Haines School administration is concerned about the cost shift from the bond to the borough.
“We’re just very cautious at this point,” said Roy Getchell is Haines Borough School District Superintendent. He says that while the governor is still working to cut spending, he is still concerned with providing quality education in the upper Lynn Canal.
“We’re going to take this one step at a time. We’re going to work hard to make sure our kids are not affected and we’re gonna open on time, ready to go. So we’re going to work with our community, work with our borough, work with our legislators to do what’s best for kids,”he said.
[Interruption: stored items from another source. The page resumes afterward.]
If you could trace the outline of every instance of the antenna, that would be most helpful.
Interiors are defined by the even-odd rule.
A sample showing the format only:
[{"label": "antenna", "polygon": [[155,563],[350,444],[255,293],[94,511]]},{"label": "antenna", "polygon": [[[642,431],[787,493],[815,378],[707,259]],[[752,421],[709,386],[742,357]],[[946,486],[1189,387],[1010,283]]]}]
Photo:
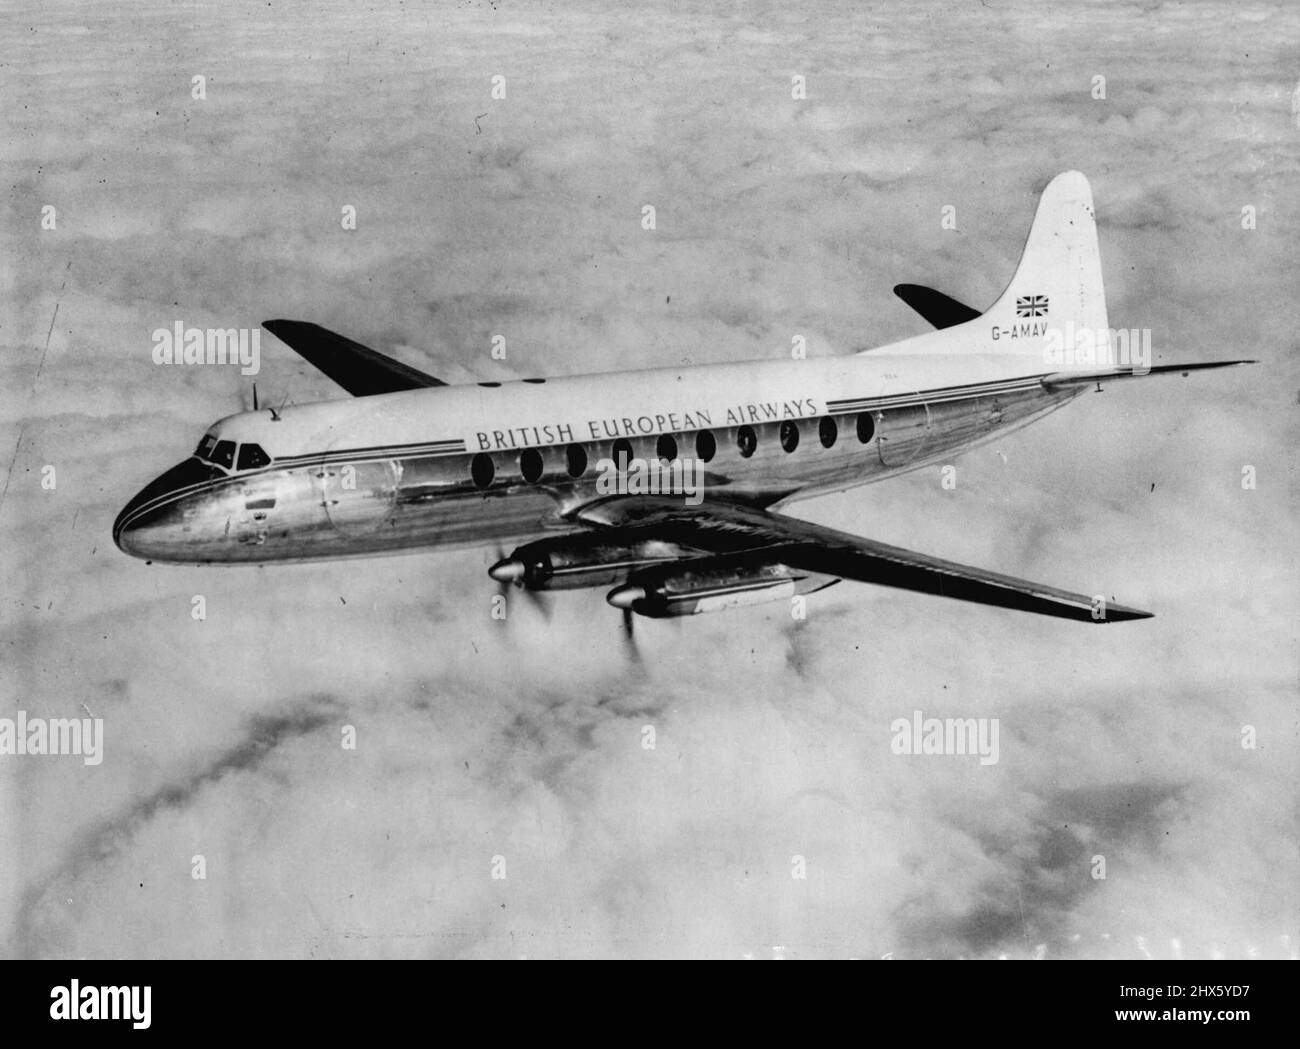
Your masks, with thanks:
[{"label": "antenna", "polygon": [[284,400],[282,400],[282,401],[280,402],[280,407],[279,407],[279,408],[272,408],[272,409],[271,409],[271,421],[272,421],[272,422],[277,422],[277,423],[278,423],[278,422],[280,421],[280,413],[281,413],[282,411],[284,411],[284,406],[285,406],[286,404],[288,404],[288,403],[289,403],[289,395],[286,393],[286,394],[284,395]]},{"label": "antenna", "polygon": [[253,383],[253,411],[257,411],[257,383]]}]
In Haines, the municipality will make up the difference by dipping into its reserves. The Haines Assembly considered raising property taxes in case the governor cut this program, but passed the FY20 budget with a set mill rate. They reasoned that municipal reserves are healthy enough to absorb the potential cost. The reserves are currently $2,748,041.
Borough manager Debra Schnabel says the cut will affect municipal employees as well.
“I think we need to acknowledge that the impact of the fifty percent cut to employees of the borough is also considerable,” she said.
The majority of municipal employees in Haines are unionized. They stood to receive a wage increase of 1.9% this year. That will be cut to 1%.
“Our negotiated agreement for the union was if the Governor cut the debt reimbursement program by fifty percent they would receive a different increase in their wages. A lesser increase,” she said.
The borough will save $22,000 across about 60 employee salaries. That wage reduction will be an amendment to the FY20 budget.